Students who are admitted to study programmes at UiO must each semester register which courses and exams they wish to sign up for in Studentweb.

If you are not already enrolled as a student at UiO, please see our information about admission requirements and procedures.

Prerequisites

Recommended previous knowledge

MAT3500 – Topology/MAT4500 – Topology. It may also be useful to have MAT4510 – Geometric structures.

Overlapping courses

10 credits overlap with MAT9530 – Algebraic topology I

*The information about overlaps for discontinued courses may not be complete. If you have questions, please contact the Department. 

Teaching

4 hours of lectures/exercises per week.

Examination

1 mandatory assignment.

Final oral examination.

Examination support material

No examination support material is allowed.

Language of examination

Subjects taught in English will only offer the exam paper in English.

You may write your examination paper in Norwegian, Swedish, Danish or English.

Grading scale

Grades are awarded on a scale from A to F, where A is the best grade and F is a fail. Read more about the grading system.

Explanations and appeals

Resit an examination

Students who can document a valid reason for absence from the regular examination are offered a postponed examination at the beginning of the next semester.

Re-scheduled examinations are not offered to students who withdraw during, or did not pass the original examination.

Withdrawal from an examination

It is possible to take the exam up to 3 times. If you withdraw from the exam after the deadline or during the exam, this will be counted as an examination attempt.

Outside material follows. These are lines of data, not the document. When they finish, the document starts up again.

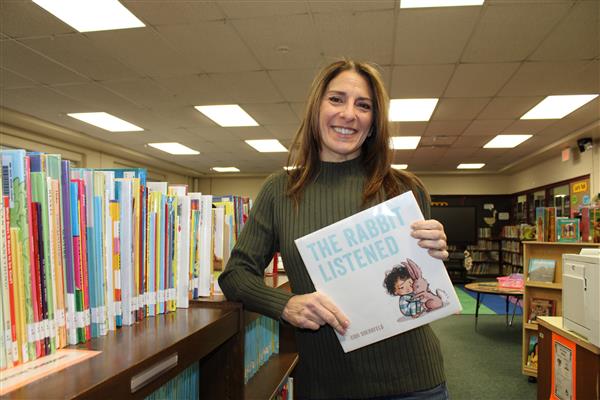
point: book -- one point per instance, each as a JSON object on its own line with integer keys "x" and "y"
{"x": 540, "y": 308}
{"x": 567, "y": 230}
{"x": 541, "y": 270}
{"x": 375, "y": 272}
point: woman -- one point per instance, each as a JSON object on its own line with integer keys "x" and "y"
{"x": 342, "y": 158}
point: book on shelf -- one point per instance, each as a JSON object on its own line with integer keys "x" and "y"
{"x": 567, "y": 229}
{"x": 532, "y": 351}
{"x": 375, "y": 272}
{"x": 539, "y": 307}
{"x": 541, "y": 270}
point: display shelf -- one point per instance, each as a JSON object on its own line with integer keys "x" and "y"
{"x": 543, "y": 290}
{"x": 193, "y": 335}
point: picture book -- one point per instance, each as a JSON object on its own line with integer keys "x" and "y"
{"x": 541, "y": 270}
{"x": 540, "y": 308}
{"x": 375, "y": 272}
{"x": 567, "y": 229}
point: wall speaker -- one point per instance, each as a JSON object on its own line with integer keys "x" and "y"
{"x": 584, "y": 144}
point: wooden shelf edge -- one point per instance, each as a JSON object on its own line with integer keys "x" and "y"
{"x": 270, "y": 376}
{"x": 544, "y": 285}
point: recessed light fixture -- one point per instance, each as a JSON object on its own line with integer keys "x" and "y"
{"x": 106, "y": 121}
{"x": 228, "y": 115}
{"x": 506, "y": 141}
{"x": 470, "y": 166}
{"x": 267, "y": 145}
{"x": 411, "y": 109}
{"x": 556, "y": 107}
{"x": 90, "y": 16}
{"x": 225, "y": 169}
{"x": 174, "y": 148}
{"x": 438, "y": 3}
{"x": 405, "y": 142}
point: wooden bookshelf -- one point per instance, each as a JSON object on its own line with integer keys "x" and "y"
{"x": 544, "y": 290}
{"x": 203, "y": 335}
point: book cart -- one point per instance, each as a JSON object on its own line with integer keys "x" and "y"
{"x": 137, "y": 360}
{"x": 542, "y": 290}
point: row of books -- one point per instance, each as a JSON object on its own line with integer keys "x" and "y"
{"x": 85, "y": 251}
{"x": 261, "y": 342}
{"x": 551, "y": 228}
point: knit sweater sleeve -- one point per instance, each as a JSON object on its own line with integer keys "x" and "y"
{"x": 243, "y": 279}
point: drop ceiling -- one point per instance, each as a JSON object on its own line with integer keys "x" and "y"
{"x": 488, "y": 65}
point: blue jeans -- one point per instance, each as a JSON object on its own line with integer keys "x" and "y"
{"x": 439, "y": 392}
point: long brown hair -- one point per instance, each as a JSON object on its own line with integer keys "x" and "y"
{"x": 376, "y": 155}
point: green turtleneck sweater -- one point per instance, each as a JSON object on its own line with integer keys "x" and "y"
{"x": 408, "y": 362}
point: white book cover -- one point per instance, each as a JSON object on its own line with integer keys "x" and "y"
{"x": 376, "y": 273}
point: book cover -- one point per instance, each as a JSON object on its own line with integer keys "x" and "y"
{"x": 567, "y": 230}
{"x": 540, "y": 308}
{"x": 541, "y": 270}
{"x": 374, "y": 271}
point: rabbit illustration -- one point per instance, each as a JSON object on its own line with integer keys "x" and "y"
{"x": 421, "y": 289}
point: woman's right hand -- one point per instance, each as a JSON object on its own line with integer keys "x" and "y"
{"x": 313, "y": 310}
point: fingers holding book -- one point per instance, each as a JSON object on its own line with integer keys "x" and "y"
{"x": 313, "y": 310}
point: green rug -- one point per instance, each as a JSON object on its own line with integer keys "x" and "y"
{"x": 468, "y": 304}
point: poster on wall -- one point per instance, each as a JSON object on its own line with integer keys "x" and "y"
{"x": 563, "y": 368}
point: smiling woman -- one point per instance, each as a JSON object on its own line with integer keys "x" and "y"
{"x": 343, "y": 165}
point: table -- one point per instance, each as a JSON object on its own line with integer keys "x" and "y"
{"x": 493, "y": 288}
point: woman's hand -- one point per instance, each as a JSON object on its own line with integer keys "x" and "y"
{"x": 431, "y": 237}
{"x": 313, "y": 310}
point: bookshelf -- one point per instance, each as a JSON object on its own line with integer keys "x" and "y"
{"x": 265, "y": 383}
{"x": 198, "y": 334}
{"x": 542, "y": 290}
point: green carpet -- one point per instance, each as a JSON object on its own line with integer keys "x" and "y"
{"x": 468, "y": 304}
{"x": 483, "y": 364}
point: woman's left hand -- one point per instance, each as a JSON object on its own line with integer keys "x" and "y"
{"x": 431, "y": 236}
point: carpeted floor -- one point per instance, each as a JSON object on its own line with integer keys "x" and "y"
{"x": 483, "y": 364}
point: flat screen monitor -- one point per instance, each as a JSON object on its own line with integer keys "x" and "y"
{"x": 460, "y": 223}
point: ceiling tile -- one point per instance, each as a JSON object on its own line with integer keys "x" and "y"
{"x": 575, "y": 37}
{"x": 163, "y": 12}
{"x": 446, "y": 127}
{"x": 433, "y": 35}
{"x": 511, "y": 32}
{"x": 423, "y": 81}
{"x": 479, "y": 80}
{"x": 296, "y": 32}
{"x": 358, "y": 35}
{"x": 78, "y": 53}
{"x": 487, "y": 126}
{"x": 548, "y": 78}
{"x": 19, "y": 58}
{"x": 508, "y": 107}
{"x": 212, "y": 46}
{"x": 458, "y": 108}
{"x": 20, "y": 19}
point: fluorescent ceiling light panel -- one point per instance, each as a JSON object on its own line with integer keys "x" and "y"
{"x": 267, "y": 145}
{"x": 438, "y": 3}
{"x": 506, "y": 141}
{"x": 90, "y": 16}
{"x": 470, "y": 166}
{"x": 556, "y": 107}
{"x": 411, "y": 109}
{"x": 174, "y": 148}
{"x": 106, "y": 121}
{"x": 228, "y": 115}
{"x": 225, "y": 169}
{"x": 405, "y": 142}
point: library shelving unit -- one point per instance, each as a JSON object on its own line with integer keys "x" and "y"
{"x": 269, "y": 378}
{"x": 545, "y": 290}
{"x": 152, "y": 352}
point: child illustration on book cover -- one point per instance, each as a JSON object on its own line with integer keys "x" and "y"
{"x": 406, "y": 281}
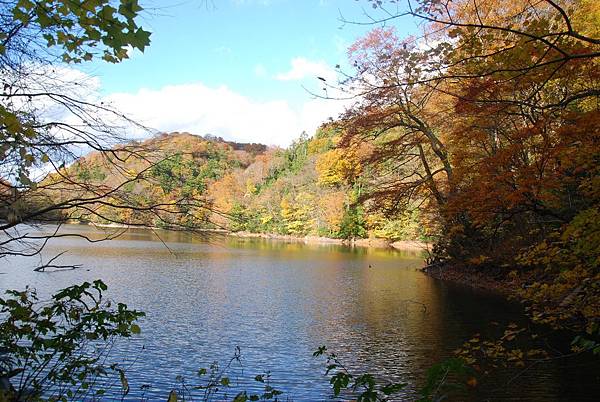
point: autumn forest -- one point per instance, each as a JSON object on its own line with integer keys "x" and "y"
{"x": 480, "y": 136}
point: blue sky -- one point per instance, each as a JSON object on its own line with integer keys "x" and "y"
{"x": 235, "y": 68}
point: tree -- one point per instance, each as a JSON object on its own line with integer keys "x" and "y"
{"x": 490, "y": 119}
{"x": 466, "y": 118}
{"x": 48, "y": 120}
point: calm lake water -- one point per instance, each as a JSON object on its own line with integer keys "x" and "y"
{"x": 278, "y": 302}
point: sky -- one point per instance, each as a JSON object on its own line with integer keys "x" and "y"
{"x": 240, "y": 69}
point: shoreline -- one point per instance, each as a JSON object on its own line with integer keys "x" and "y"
{"x": 369, "y": 242}
{"x": 482, "y": 280}
{"x": 414, "y": 245}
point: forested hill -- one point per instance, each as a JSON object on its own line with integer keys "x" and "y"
{"x": 309, "y": 188}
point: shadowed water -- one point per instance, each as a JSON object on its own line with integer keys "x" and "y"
{"x": 278, "y": 302}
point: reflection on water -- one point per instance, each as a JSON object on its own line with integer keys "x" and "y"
{"x": 279, "y": 301}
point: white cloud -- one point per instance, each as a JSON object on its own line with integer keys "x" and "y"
{"x": 303, "y": 68}
{"x": 200, "y": 109}
{"x": 260, "y": 71}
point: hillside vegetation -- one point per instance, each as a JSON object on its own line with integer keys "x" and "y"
{"x": 310, "y": 188}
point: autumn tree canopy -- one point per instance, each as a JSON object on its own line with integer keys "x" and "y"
{"x": 488, "y": 119}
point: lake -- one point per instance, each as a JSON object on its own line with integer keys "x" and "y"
{"x": 278, "y": 302}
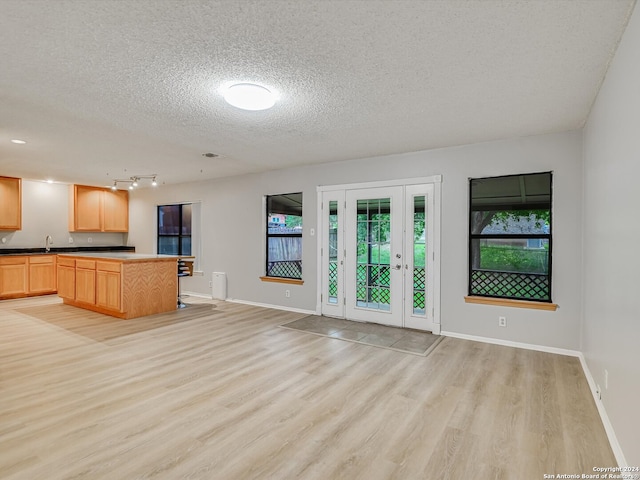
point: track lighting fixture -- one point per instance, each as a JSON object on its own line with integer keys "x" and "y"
{"x": 134, "y": 181}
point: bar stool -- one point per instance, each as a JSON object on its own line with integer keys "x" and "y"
{"x": 183, "y": 271}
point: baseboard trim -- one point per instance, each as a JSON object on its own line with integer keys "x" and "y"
{"x": 608, "y": 427}
{"x": 509, "y": 343}
{"x": 275, "y": 307}
{"x": 195, "y": 294}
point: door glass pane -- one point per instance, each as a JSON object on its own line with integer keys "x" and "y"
{"x": 373, "y": 247}
{"x": 419, "y": 260}
{"x": 332, "y": 294}
{"x": 169, "y": 220}
{"x": 186, "y": 219}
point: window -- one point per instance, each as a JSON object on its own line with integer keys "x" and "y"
{"x": 174, "y": 229}
{"x": 510, "y": 237}
{"x": 284, "y": 236}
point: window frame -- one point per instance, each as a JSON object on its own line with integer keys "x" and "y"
{"x": 180, "y": 235}
{"x": 510, "y": 236}
{"x": 277, "y": 278}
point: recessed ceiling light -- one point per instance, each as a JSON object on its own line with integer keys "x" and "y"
{"x": 249, "y": 96}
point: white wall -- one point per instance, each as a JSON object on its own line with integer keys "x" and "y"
{"x": 45, "y": 211}
{"x": 611, "y": 334}
{"x": 233, "y": 243}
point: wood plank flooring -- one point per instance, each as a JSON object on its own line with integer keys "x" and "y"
{"x": 218, "y": 391}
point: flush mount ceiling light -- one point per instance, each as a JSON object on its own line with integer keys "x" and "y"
{"x": 249, "y": 96}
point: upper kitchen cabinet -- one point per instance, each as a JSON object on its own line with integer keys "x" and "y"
{"x": 10, "y": 203}
{"x": 95, "y": 209}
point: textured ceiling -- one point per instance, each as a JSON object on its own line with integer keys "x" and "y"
{"x": 108, "y": 89}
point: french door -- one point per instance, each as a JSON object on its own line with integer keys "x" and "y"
{"x": 378, "y": 257}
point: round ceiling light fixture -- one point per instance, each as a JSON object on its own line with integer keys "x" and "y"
{"x": 249, "y": 96}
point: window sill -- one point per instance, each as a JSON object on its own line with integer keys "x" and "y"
{"x": 290, "y": 281}
{"x": 505, "y": 302}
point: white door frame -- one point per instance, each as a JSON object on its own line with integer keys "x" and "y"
{"x": 433, "y": 232}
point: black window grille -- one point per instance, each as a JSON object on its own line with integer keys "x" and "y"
{"x": 174, "y": 229}
{"x": 510, "y": 238}
{"x": 284, "y": 236}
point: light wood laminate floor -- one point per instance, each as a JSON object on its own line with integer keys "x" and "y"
{"x": 218, "y": 391}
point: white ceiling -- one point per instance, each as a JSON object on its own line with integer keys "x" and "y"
{"x": 104, "y": 89}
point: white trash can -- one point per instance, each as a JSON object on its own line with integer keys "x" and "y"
{"x": 219, "y": 286}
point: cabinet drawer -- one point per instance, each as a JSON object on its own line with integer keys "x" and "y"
{"x": 108, "y": 266}
{"x": 41, "y": 259}
{"x": 66, "y": 262}
{"x": 86, "y": 264}
{"x": 13, "y": 260}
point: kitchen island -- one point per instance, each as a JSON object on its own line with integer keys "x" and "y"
{"x": 120, "y": 284}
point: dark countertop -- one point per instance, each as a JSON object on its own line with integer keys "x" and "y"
{"x": 55, "y": 251}
{"x": 123, "y": 256}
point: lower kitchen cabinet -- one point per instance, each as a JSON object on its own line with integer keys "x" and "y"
{"x": 42, "y": 274}
{"x": 86, "y": 281}
{"x": 108, "y": 285}
{"x": 24, "y": 275}
{"x": 66, "y": 278}
{"x": 14, "y": 275}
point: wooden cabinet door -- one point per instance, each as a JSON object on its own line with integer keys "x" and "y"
{"x": 10, "y": 203}
{"x": 116, "y": 211}
{"x": 42, "y": 274}
{"x": 67, "y": 282}
{"x": 13, "y": 276}
{"x": 86, "y": 209}
{"x": 108, "y": 293}
{"x": 85, "y": 285}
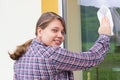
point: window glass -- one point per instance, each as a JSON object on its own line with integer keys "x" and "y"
{"x": 109, "y": 69}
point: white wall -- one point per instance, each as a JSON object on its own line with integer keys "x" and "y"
{"x": 17, "y": 24}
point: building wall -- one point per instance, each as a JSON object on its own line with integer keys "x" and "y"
{"x": 17, "y": 24}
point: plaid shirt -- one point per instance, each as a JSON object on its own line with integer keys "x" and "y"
{"x": 42, "y": 62}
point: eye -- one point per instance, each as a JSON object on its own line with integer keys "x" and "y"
{"x": 54, "y": 30}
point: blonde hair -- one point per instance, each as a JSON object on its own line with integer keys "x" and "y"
{"x": 43, "y": 22}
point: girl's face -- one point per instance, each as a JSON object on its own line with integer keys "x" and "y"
{"x": 53, "y": 34}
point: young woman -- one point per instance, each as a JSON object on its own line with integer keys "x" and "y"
{"x": 42, "y": 58}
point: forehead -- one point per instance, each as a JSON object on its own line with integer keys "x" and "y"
{"x": 56, "y": 23}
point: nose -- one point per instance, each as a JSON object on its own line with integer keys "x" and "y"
{"x": 60, "y": 34}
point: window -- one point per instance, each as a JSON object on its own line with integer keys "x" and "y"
{"x": 109, "y": 69}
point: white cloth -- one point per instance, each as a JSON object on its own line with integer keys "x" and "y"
{"x": 104, "y": 11}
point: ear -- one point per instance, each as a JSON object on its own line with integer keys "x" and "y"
{"x": 39, "y": 31}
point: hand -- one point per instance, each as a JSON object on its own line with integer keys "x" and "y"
{"x": 105, "y": 26}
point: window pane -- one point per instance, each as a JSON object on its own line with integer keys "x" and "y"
{"x": 109, "y": 69}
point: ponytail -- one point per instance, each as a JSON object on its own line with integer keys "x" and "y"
{"x": 21, "y": 49}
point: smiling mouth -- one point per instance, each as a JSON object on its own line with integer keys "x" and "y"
{"x": 58, "y": 42}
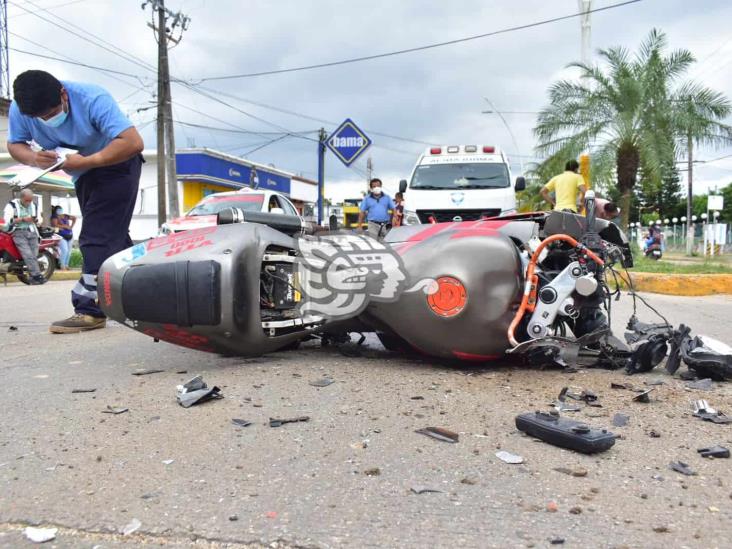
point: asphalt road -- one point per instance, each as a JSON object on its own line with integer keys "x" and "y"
{"x": 64, "y": 463}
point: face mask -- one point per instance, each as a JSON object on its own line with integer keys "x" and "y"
{"x": 57, "y": 120}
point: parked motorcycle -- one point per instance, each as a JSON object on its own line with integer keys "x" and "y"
{"x": 11, "y": 262}
{"x": 462, "y": 290}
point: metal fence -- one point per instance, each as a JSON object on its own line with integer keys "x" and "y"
{"x": 674, "y": 237}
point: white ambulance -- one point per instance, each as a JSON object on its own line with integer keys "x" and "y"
{"x": 459, "y": 183}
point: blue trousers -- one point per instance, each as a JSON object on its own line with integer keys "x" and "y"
{"x": 107, "y": 199}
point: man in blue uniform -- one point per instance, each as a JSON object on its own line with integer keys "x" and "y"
{"x": 375, "y": 208}
{"x": 106, "y": 170}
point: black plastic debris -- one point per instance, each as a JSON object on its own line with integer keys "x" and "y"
{"x": 701, "y": 384}
{"x": 566, "y": 433}
{"x": 703, "y": 410}
{"x": 278, "y": 422}
{"x": 424, "y": 490}
{"x": 681, "y": 467}
{"x": 714, "y": 452}
{"x": 114, "y": 410}
{"x": 439, "y": 433}
{"x": 324, "y": 382}
{"x": 643, "y": 397}
{"x": 196, "y": 391}
{"x": 146, "y": 371}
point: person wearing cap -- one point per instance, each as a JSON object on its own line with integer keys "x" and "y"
{"x": 106, "y": 170}
{"x": 375, "y": 207}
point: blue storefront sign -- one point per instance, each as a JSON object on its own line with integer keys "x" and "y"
{"x": 348, "y": 142}
{"x": 208, "y": 167}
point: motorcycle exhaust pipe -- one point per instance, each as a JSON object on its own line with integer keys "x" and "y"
{"x": 288, "y": 224}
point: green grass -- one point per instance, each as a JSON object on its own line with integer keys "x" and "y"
{"x": 663, "y": 266}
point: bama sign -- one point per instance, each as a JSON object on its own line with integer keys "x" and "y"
{"x": 348, "y": 142}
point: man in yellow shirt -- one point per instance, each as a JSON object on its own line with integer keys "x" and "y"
{"x": 566, "y": 186}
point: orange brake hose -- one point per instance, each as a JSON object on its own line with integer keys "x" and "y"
{"x": 531, "y": 279}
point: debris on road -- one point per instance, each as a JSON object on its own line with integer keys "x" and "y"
{"x": 115, "y": 411}
{"x": 196, "y": 391}
{"x": 132, "y": 527}
{"x": 508, "y": 457}
{"x": 146, "y": 372}
{"x": 40, "y": 535}
{"x": 681, "y": 467}
{"x": 703, "y": 410}
{"x": 324, "y": 382}
{"x": 643, "y": 397}
{"x": 714, "y": 452}
{"x": 578, "y": 472}
{"x": 439, "y": 433}
{"x": 701, "y": 384}
{"x": 424, "y": 490}
{"x": 277, "y": 422}
{"x": 566, "y": 433}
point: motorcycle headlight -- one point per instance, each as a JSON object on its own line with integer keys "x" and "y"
{"x": 410, "y": 218}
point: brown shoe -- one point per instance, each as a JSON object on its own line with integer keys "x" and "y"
{"x": 77, "y": 323}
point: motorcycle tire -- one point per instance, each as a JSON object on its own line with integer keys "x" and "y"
{"x": 46, "y": 262}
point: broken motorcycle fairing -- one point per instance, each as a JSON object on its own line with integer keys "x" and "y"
{"x": 462, "y": 290}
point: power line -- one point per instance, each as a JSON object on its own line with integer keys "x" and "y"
{"x": 420, "y": 48}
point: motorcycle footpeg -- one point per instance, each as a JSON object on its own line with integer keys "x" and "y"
{"x": 566, "y": 433}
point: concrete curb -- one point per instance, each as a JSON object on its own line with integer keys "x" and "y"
{"x": 683, "y": 284}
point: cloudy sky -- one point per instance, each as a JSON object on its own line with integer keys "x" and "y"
{"x": 432, "y": 96}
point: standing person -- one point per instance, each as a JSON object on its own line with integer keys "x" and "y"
{"x": 604, "y": 209}
{"x": 106, "y": 170}
{"x": 21, "y": 218}
{"x": 398, "y": 216}
{"x": 375, "y": 208}
{"x": 566, "y": 187}
{"x": 65, "y": 224}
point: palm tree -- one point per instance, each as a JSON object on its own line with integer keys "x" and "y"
{"x": 629, "y": 113}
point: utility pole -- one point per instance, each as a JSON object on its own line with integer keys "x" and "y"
{"x": 689, "y": 200}
{"x": 165, "y": 33}
{"x": 322, "y": 138}
{"x": 585, "y": 6}
{"x": 4, "y": 68}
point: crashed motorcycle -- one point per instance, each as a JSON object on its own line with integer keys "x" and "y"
{"x": 532, "y": 287}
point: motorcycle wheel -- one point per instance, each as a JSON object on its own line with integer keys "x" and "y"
{"x": 47, "y": 264}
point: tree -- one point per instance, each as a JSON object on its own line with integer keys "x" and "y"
{"x": 627, "y": 110}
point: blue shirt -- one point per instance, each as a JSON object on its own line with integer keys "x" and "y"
{"x": 377, "y": 209}
{"x": 94, "y": 120}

Special examination arrangements

Application form, deadline and requirements for special examination arrangements.

Evaluation

The course is subject to continuous evaluation. At regular intervals we also ask students to participate in a more comprehensive evaluation.

Facts about this course

Credits

10

Level

Master

Teaching

Every spring

Examination

Every spring

Teaching language

English

The course may be taught in Norwegian if the lecturer and all students at the first lecture agree to it.